For the description of the fragment’s former host volume see the online catalogue of the HAS Library, amongst Old books – Rare books (RBK):
The owner inscriptions show that the separate titles of the composite volume were bound together after 1711. Albert Nyáry gave the book in 1874 as a present to Vilmos Fraknói (at that time he still used the name Frankl). It got to the Library of the Academy in 1952 with the materials of the Istituto Storico Ungherese di Roma which was founded by Fraknói in 1892. (comp. Körmendy Kinga, „Az ún. Zalka Antiphonale töredékei” [Fragments of the so-called Zalka Antiphoner], Zenetudományi Dolgozatok, ed. Felföldi László—Lázár Katalin, Budapest, HAS Institute for Musicology, 1988, 33–40, here 35.)
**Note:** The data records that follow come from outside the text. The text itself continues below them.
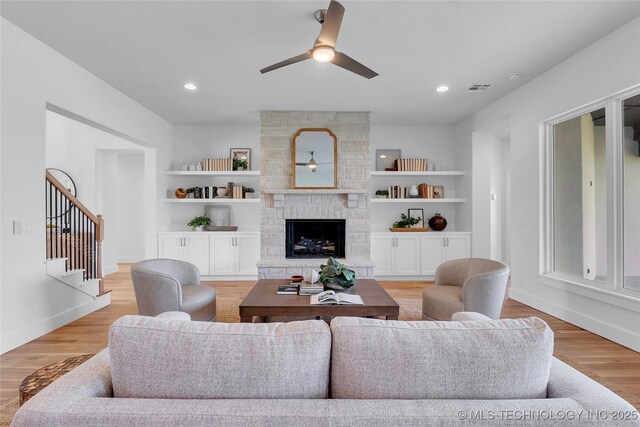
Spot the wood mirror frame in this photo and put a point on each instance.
(322, 151)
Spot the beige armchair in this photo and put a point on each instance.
(468, 284)
(164, 285)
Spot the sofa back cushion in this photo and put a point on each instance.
(176, 359)
(492, 359)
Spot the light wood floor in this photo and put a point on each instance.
(616, 364)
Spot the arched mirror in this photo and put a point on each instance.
(314, 158)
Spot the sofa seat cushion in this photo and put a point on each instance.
(174, 359)
(438, 302)
(492, 359)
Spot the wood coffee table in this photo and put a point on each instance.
(263, 301)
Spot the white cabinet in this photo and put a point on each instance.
(215, 254)
(234, 254)
(396, 254)
(190, 247)
(440, 247)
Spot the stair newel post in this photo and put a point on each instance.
(99, 238)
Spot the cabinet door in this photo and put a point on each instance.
(248, 250)
(432, 247)
(170, 246)
(222, 255)
(457, 247)
(407, 256)
(196, 251)
(382, 253)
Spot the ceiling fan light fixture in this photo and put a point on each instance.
(323, 53)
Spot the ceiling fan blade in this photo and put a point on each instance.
(348, 63)
(299, 58)
(331, 25)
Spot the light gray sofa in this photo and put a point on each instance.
(466, 285)
(170, 371)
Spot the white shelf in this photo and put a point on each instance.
(416, 200)
(216, 200)
(211, 173)
(423, 173)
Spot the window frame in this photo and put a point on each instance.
(612, 290)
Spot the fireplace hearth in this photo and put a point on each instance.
(315, 238)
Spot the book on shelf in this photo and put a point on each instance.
(289, 289)
(330, 297)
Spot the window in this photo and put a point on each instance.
(579, 196)
(591, 197)
(631, 166)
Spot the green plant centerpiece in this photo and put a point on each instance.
(406, 221)
(336, 276)
(199, 222)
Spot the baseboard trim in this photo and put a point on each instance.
(36, 330)
(109, 269)
(597, 326)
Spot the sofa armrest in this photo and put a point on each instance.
(567, 382)
(48, 407)
(174, 315)
(466, 316)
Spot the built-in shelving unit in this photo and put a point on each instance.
(417, 200)
(216, 200)
(211, 173)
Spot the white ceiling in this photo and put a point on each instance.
(149, 49)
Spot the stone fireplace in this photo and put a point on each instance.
(349, 203)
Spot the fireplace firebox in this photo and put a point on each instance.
(315, 238)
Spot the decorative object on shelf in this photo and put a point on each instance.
(248, 192)
(406, 223)
(386, 160)
(199, 222)
(181, 193)
(336, 276)
(315, 158)
(418, 214)
(437, 222)
(382, 194)
(221, 228)
(223, 164)
(219, 215)
(241, 158)
(412, 165)
(438, 192)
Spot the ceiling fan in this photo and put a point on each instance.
(324, 47)
(312, 164)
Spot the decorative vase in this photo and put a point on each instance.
(437, 222)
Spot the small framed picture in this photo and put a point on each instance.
(417, 213)
(438, 192)
(241, 158)
(386, 159)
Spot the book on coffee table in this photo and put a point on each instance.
(330, 297)
(287, 290)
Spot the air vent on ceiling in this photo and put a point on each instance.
(479, 88)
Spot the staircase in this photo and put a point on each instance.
(74, 240)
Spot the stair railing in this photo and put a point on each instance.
(73, 231)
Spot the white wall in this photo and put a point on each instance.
(609, 65)
(437, 144)
(34, 75)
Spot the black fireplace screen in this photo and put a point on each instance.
(315, 238)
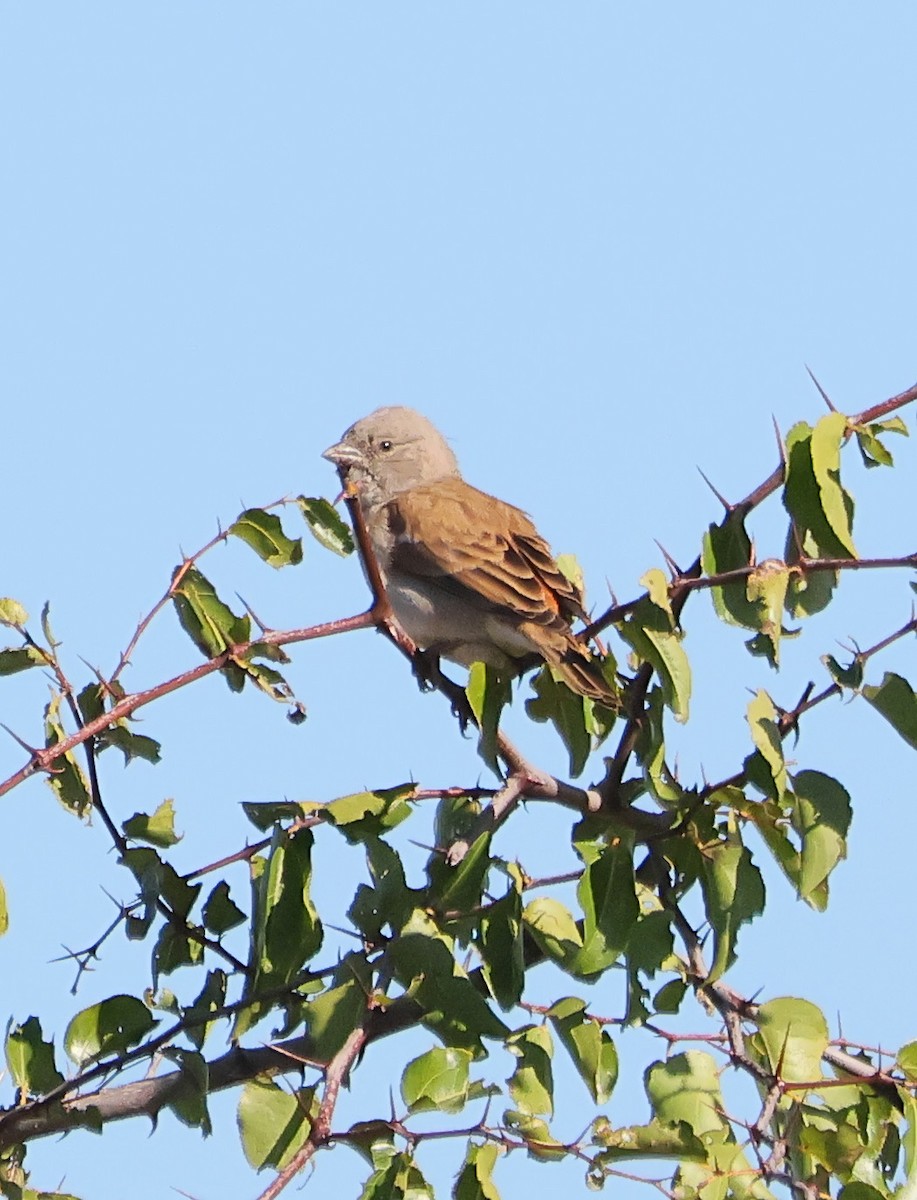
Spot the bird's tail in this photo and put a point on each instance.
(582, 673)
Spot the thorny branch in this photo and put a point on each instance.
(59, 1110)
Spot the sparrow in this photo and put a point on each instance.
(467, 575)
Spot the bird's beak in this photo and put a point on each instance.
(343, 455)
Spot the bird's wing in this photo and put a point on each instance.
(479, 547)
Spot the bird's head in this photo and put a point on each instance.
(389, 451)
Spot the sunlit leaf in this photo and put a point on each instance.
(795, 1035)
(897, 701)
(30, 1059)
(325, 525)
(437, 1080)
(274, 1122)
(157, 829)
(264, 533)
(108, 1027)
(532, 1085)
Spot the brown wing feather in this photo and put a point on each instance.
(483, 549)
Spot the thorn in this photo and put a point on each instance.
(780, 443)
(724, 502)
(670, 562)
(821, 390)
(18, 741)
(253, 615)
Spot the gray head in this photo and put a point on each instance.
(390, 451)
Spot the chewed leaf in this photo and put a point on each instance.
(325, 525)
(264, 533)
(210, 624)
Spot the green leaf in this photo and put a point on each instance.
(648, 630)
(658, 1139)
(177, 948)
(589, 1047)
(286, 931)
(108, 1027)
(821, 817)
(370, 814)
(210, 624)
(209, 1001)
(12, 612)
(30, 1060)
(687, 1087)
(795, 1036)
(389, 901)
(453, 1007)
(539, 1140)
(607, 894)
(399, 1179)
(335, 1013)
(157, 829)
(66, 778)
(264, 533)
(766, 736)
(814, 496)
(532, 1084)
(501, 945)
(670, 996)
(808, 592)
(457, 889)
(555, 930)
(16, 659)
(906, 1061)
(475, 1179)
(727, 547)
(221, 913)
(265, 814)
(437, 1080)
(132, 745)
(733, 894)
(189, 1101)
(489, 691)
(895, 700)
(766, 588)
(827, 438)
(274, 1122)
(325, 525)
(160, 879)
(846, 677)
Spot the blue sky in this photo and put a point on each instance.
(595, 244)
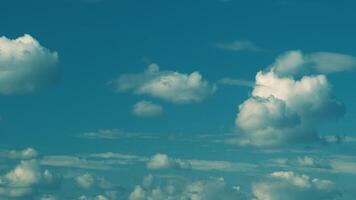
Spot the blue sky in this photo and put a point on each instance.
(216, 99)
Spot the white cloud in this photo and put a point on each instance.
(107, 134)
(24, 180)
(162, 161)
(295, 63)
(48, 197)
(85, 181)
(137, 194)
(167, 85)
(238, 45)
(146, 109)
(25, 154)
(236, 82)
(285, 110)
(25, 65)
(172, 188)
(287, 185)
(89, 181)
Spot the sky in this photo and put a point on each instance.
(177, 100)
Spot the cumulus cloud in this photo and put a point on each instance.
(287, 185)
(162, 161)
(25, 179)
(167, 85)
(25, 65)
(283, 109)
(146, 109)
(207, 189)
(25, 154)
(238, 45)
(294, 63)
(89, 181)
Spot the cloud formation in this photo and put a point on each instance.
(287, 185)
(173, 188)
(25, 154)
(238, 45)
(25, 179)
(283, 109)
(25, 65)
(167, 85)
(162, 161)
(296, 63)
(146, 109)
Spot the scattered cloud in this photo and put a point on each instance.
(25, 65)
(167, 85)
(238, 45)
(146, 109)
(25, 154)
(162, 161)
(296, 63)
(283, 109)
(236, 82)
(109, 134)
(93, 161)
(208, 189)
(287, 185)
(24, 180)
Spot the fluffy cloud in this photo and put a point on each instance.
(286, 185)
(25, 65)
(285, 110)
(25, 154)
(172, 188)
(238, 45)
(146, 109)
(89, 181)
(25, 179)
(294, 63)
(162, 161)
(167, 85)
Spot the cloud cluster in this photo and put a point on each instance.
(25, 65)
(296, 63)
(167, 85)
(174, 188)
(162, 161)
(146, 109)
(238, 45)
(25, 179)
(283, 109)
(287, 185)
(25, 154)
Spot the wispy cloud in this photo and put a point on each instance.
(236, 82)
(238, 45)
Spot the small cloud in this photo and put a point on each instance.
(25, 154)
(146, 109)
(107, 134)
(25, 65)
(162, 161)
(288, 185)
(25, 180)
(236, 82)
(297, 63)
(238, 45)
(167, 85)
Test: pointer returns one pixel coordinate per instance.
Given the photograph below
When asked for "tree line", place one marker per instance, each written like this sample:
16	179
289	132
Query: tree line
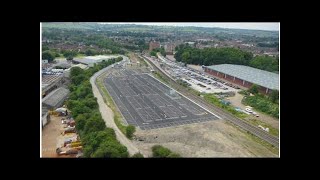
98	140
214	56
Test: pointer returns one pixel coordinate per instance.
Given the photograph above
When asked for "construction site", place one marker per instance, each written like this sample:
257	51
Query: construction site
59	137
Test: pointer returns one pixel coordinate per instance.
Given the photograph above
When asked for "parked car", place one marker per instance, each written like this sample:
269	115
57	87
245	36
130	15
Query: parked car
248	110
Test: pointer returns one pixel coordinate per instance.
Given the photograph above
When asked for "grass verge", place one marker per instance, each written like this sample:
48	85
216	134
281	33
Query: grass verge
264	143
108	100
256	122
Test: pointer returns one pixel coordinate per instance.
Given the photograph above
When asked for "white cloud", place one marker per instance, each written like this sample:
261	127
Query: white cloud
259	26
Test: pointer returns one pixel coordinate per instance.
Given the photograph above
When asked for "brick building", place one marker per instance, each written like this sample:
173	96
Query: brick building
245	76
153	45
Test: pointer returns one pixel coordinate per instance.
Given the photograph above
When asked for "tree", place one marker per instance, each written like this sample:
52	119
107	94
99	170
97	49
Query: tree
111	149
153	53
254	89
173	155
274	96
90	52
160	151
137	155
48	55
130	130
70	58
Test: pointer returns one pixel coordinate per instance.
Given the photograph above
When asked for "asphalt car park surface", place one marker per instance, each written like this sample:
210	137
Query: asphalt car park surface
145	102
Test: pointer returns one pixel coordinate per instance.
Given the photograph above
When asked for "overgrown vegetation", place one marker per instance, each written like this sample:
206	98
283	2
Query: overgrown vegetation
130	130
117	116
162	152
214	56
97	139
266	144
216	101
272	130
137	155
262	103
161	50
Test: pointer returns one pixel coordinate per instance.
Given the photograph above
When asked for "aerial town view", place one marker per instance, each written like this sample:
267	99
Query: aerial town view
159	90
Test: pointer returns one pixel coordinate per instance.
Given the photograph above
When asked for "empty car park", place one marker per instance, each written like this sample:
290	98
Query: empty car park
145	102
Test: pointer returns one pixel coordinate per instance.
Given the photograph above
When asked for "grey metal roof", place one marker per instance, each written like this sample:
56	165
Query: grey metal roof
260	77
56	97
88	61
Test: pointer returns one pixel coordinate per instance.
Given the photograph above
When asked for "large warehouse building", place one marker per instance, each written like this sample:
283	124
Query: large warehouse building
245	76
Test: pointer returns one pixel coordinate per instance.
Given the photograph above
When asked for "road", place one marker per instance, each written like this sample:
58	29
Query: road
220	112
107	113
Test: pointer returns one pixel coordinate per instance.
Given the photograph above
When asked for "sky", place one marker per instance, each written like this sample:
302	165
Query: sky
258	26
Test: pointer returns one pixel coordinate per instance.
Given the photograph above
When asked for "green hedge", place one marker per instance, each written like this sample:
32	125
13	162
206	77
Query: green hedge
262	104
98	140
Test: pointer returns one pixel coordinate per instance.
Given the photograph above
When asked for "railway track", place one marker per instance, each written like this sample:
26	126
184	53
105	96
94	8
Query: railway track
222	113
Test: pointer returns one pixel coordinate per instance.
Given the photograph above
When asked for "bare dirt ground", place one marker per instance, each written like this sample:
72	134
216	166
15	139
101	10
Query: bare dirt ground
236	101
108	115
209	139
170	57
50	135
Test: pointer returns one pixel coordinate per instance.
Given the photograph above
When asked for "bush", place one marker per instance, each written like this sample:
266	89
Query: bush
137	155
160	151
254	89
97	139
262	104
130	130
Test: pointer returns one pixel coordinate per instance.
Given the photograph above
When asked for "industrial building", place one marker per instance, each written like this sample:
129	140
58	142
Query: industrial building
55	99
169	48
245	76
154	45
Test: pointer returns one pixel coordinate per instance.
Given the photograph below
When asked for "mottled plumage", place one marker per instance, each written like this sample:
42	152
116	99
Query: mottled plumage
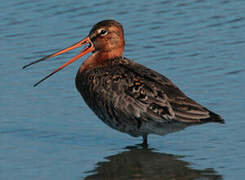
128	96
137	100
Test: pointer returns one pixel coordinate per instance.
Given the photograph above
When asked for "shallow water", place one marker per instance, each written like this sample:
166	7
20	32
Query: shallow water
48	132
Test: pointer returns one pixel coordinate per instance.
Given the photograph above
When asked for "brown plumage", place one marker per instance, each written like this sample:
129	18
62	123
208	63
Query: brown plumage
126	95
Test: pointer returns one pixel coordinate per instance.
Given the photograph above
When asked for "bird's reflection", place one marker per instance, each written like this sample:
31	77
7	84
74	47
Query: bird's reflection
144	164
Fragment of the Graduale Varadinense. On the recto parts of the tract of the St. Benedict’s mass were preserved: the end of the first verse (Inter discipulorum manus), and the beginning of the second verse (Deinde manus ad caelum tendens). The tract continues with its third verse’s (Haec dies in qua felix) end on f.2. The texts and melodies are identical to the parallel chants of the Graduale Strigoniense (the so-called “Bakócz” Gradual, Esztergom, Cathedral Library Ms. I.1a–b, f. 240). On the verso, after the Benedict-tract, a rubric refers to the offertory (Posuisti) and likely to the communion Fidelis servus, however the latter assumption is quite faint. The introit (Rorate caeli) and the gradual (Tollite portas) of the mass of Annuntiatio BMV are written in rubrics, than assumedly the tract (Ave Maria) stands after those with music.
The tract Hodie sanctus pater is a real curiosity, Szendrei also counted it amongst the special chants of the Graduale Bakócz. The tract, besides this source only occurs in the Missal of Pécs (Szendrei, Graduale Strigoniense, f. 178v, edition I/70). The only source containing it on the Cantus Index is the breviary of the Benedictine abbey of Břevnov CZ-R 418 (f. 28v).